Abstract

Allogeneic cell therapy as a means to break immunotolerance to solid tumors is increasingly used for cancer treatment. To investigate cellular alloimmune responses in a human tumor model, primary cultures were established from renal cell carcinoma (RCC) tissues of 56 patients. In three patients with stable RCC line and human leukocyte antigen (HLA)-identical sibling donor available, allogeneic and autologous RCC reactivities were compared using mixed lymphocyte/tumor cell cultures (MLTC). Responding lymphocytes were exclusively CD8(+) T cells, whereas CD4(+) T cells or natural killer cells were never observed. Sibling MLTC populations showed higher proliferative and cytolytic antitumor responses compared with their autologous counterparts. The allo-MLTC responders originated from the CD8(+) CD62L(high)(+) peripheral blood subpopulation containing naive precursor and central memory T cells. Limiting dilution cloning failed to establish CTL clones from autologous MLTCs or tumor-infiltrating lymphocytes. In contrast, a broad panel of RCC-reactive CTL clones was expanded from each allogeneic MLTC. These sibling CTL clones either recognized exclusively the original RCC tumor line or cross-reacted with nonmalignant kidney cells of patient origin. A minority of CTL clones also recognized patient-derived hematopoietic cells or other allogeneic tumor targets.
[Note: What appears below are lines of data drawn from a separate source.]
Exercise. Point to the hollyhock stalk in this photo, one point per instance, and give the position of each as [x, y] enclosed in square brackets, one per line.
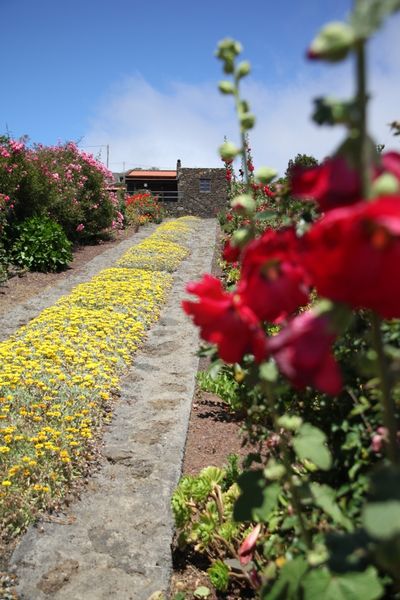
[388, 406]
[287, 462]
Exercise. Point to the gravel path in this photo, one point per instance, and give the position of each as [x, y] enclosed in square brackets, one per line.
[114, 542]
[24, 312]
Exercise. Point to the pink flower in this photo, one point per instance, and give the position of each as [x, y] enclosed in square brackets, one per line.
[247, 548]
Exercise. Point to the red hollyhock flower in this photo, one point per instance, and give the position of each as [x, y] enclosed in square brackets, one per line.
[353, 255]
[268, 192]
[302, 351]
[224, 320]
[331, 184]
[272, 280]
[230, 253]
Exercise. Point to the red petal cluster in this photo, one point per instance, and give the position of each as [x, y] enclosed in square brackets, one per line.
[272, 281]
[353, 255]
[331, 184]
[302, 351]
[225, 321]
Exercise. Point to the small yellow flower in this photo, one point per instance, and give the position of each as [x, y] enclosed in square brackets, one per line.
[280, 561]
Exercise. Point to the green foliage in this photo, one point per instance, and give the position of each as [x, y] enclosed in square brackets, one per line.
[41, 245]
[219, 575]
[203, 510]
[309, 443]
[300, 160]
[221, 383]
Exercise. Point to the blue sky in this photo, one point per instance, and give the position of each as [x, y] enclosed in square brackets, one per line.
[141, 77]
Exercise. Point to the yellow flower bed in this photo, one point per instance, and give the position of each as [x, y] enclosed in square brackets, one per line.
[58, 372]
[159, 251]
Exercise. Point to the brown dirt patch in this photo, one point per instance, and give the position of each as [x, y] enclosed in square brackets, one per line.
[213, 434]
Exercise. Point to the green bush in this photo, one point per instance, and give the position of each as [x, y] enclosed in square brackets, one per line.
[41, 245]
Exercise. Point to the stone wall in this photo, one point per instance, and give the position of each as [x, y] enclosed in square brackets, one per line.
[192, 200]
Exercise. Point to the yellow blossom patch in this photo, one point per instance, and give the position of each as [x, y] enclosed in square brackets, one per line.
[58, 373]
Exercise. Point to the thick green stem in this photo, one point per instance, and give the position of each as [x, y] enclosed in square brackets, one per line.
[305, 533]
[242, 133]
[388, 407]
[364, 167]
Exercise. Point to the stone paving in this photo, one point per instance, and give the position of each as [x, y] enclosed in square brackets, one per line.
[114, 542]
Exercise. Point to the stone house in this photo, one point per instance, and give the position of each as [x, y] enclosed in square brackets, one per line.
[185, 191]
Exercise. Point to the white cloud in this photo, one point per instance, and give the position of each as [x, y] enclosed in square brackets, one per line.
[148, 127]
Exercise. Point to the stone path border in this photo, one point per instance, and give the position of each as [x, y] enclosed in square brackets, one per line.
[114, 542]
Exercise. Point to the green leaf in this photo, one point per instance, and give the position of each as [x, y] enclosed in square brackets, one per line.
[382, 519]
[322, 584]
[219, 575]
[288, 583]
[310, 443]
[325, 497]
[202, 592]
[258, 498]
[369, 15]
[269, 371]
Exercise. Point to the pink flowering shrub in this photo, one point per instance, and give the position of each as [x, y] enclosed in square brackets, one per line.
[60, 182]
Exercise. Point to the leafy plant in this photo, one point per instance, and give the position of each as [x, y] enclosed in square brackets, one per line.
[41, 245]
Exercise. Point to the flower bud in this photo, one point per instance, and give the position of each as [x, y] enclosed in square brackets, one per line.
[243, 69]
[241, 237]
[244, 204]
[265, 174]
[333, 43]
[385, 185]
[226, 87]
[228, 151]
[228, 49]
[247, 120]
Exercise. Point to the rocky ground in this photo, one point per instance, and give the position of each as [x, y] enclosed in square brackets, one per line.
[55, 557]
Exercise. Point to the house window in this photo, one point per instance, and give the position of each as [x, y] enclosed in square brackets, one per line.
[205, 185]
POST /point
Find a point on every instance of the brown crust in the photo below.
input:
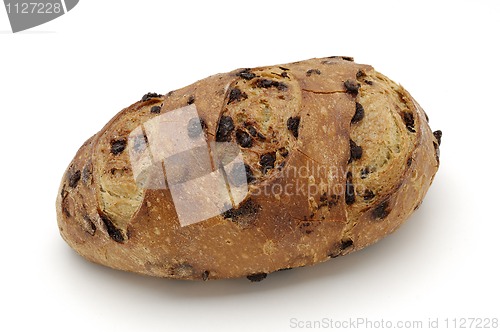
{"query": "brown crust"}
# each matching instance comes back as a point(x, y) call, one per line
point(109, 221)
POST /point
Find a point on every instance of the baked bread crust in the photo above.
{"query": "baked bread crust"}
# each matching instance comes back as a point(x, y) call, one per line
point(356, 137)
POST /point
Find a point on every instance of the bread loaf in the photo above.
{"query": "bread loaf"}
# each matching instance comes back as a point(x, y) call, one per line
point(250, 172)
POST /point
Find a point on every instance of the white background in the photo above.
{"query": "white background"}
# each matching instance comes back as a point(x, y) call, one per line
point(62, 81)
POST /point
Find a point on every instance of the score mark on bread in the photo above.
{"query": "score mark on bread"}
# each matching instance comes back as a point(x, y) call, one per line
point(250, 172)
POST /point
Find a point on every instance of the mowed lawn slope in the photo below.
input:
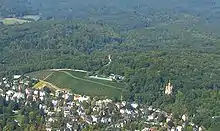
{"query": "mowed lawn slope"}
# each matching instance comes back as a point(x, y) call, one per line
point(79, 83)
point(40, 74)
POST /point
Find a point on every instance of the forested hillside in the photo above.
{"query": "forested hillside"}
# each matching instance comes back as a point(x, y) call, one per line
point(150, 44)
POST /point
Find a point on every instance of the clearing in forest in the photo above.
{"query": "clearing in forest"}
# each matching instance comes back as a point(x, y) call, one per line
point(79, 82)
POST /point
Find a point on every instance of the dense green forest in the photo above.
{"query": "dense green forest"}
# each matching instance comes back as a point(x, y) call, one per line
point(150, 43)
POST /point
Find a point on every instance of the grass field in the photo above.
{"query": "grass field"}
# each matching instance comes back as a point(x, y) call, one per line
point(11, 21)
point(40, 74)
point(79, 83)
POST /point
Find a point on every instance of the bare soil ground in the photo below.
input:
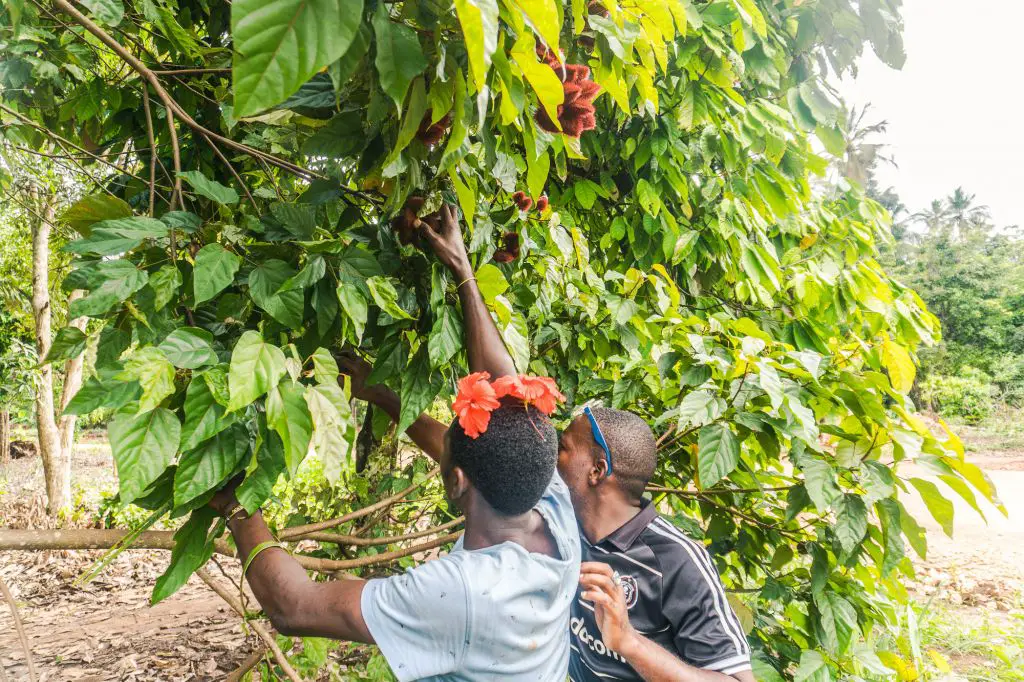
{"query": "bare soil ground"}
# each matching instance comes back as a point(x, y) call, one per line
point(107, 630)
The MHC-restricting alleles for RCC-reactive sibling CTL clones included HLA-A2, HLA-A3, HLA-A11, HLA-A24, and HLA-B7. In one sibling donor-RCC pair, strongly proliferative CD3(+)CD16(+)CD57(+) CTL clones with non-HLA-restricted antitumor reactivity were established. Our results show superior tumor-reactive CD8 responses of matched allogeneic compared with autologous T cells. These data encourage the generation of antitumor T-cell products from HLA-identical siblings and their potential use in adoptive immunotherapy of metastatic RCC patients.

Highlights

  • Treatment options for patients with metastatic renal cell carcinoma (RCC) are limited mainly because this cancer is resistant to conventional chemotherapy

  • Compared with Nonmalignant kidney cells (NKC) counterparts, RCC cells expressed higher levels of surface human leukocyte antigen (HLA) class I complexes under basal conditions

  • We have recently shown that RCC-reactive CTL clones can be isolated from unrelated healthy donors matched with previously established RCC stimulator cell lines for HLA class I [23]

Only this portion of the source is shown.